Voor het laten landen van leeropbrengsten van projectactiviteiten vinden de geïnterviewden het belangrijk dat
docenten allereerst worden geïnformeerd. Daarvoor worden workshops georganiseerd door docenten en
worden docenten tot trainers opgeleid die geleerde kennis of vaardigheden aanleren aan collegae. In sommige
scholen blijft het doorgeven van kennis beperkt door uitkomsten te bespreken in teams, vaksecties of op
studiedagen.
Bewust werken aan een professionele leercultuur heeft volgens geïnterviewden als succespunten dat er
daadwerkelijk geleerd wordt in de scholen en dat kennis en ervaringen van docenten meer met elkaar gedeeld
worden. Een terugkerend aandachtspunt is dat docenten als ze eenmaal geïnformeerd zijn over
(leeropbrengsten van) projectactiviteiten, ook gestimuleerd moeten worden om te handelen naar wat er van
ze verwacht wordt, zoals het tonen van een onderzoekende houding. Dat is een stap die niet door elke docent
genomen wordt. Scholen zien een kans voor schoolleiders om het goede voorbeeld te geven.

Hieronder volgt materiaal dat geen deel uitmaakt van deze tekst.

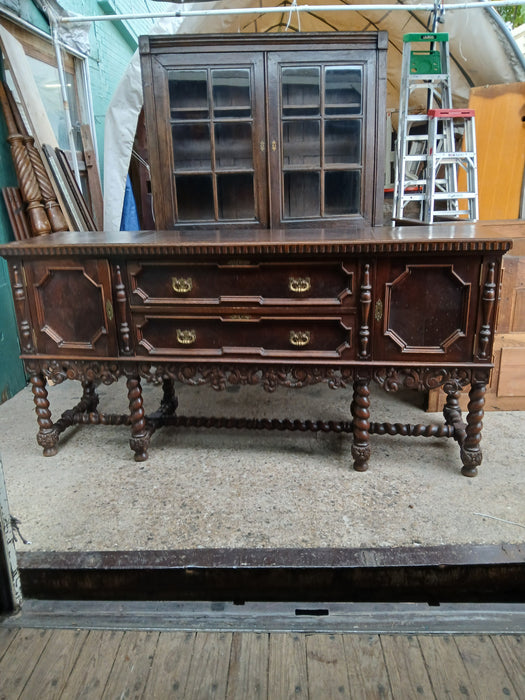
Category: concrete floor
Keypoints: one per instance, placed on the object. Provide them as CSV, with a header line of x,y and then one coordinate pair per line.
x,y
232,488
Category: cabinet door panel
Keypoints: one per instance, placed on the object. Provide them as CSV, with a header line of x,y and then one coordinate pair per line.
x,y
71,307
424,310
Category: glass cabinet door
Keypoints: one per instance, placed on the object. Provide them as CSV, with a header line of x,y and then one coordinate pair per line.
x,y
266,131
316,131
214,140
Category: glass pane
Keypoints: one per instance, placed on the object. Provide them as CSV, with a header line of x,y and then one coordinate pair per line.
x,y
191,146
342,141
301,91
235,196
188,94
194,197
342,192
343,90
233,145
48,84
301,143
301,195
231,93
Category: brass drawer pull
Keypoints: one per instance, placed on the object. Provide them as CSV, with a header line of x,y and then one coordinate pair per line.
x,y
299,338
299,284
186,336
181,285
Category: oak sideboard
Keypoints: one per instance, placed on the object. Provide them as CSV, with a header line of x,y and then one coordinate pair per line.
x,y
403,307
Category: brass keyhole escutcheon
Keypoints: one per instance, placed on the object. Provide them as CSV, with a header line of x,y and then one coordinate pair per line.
x,y
299,338
299,284
378,311
186,336
181,285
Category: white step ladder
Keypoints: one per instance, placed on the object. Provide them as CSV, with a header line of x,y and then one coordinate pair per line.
x,y
425,180
446,160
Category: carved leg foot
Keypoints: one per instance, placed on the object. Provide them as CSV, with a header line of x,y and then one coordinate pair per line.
x,y
361,425
47,436
471,455
140,436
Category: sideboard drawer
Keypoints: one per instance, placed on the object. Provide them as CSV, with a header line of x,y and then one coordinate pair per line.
x,y
153,284
169,335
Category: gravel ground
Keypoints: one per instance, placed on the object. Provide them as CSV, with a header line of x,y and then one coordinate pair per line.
x,y
238,488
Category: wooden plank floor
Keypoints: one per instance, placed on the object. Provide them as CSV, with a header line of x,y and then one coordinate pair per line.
x,y
73,664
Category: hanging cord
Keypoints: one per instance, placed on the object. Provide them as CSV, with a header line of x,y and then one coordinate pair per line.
x,y
437,16
15,526
292,7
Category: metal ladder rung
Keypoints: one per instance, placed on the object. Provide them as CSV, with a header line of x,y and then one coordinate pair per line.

Een professionele leercultuur kan gezien worden als een conditie voor het stimuleren van talenten van
leerlingen doordat docenten de mogelijkheid wordt geboden om onderling van elkaar te leren. De zes pilots
laten zien dat een project als deze bijdraagt aan een professionele leercultuur doordat zichtbaar is dat er
daadwerkelijk geleerd wordt, hoewel het de vraag blijft of dit leidt tot ander handelen van docenten.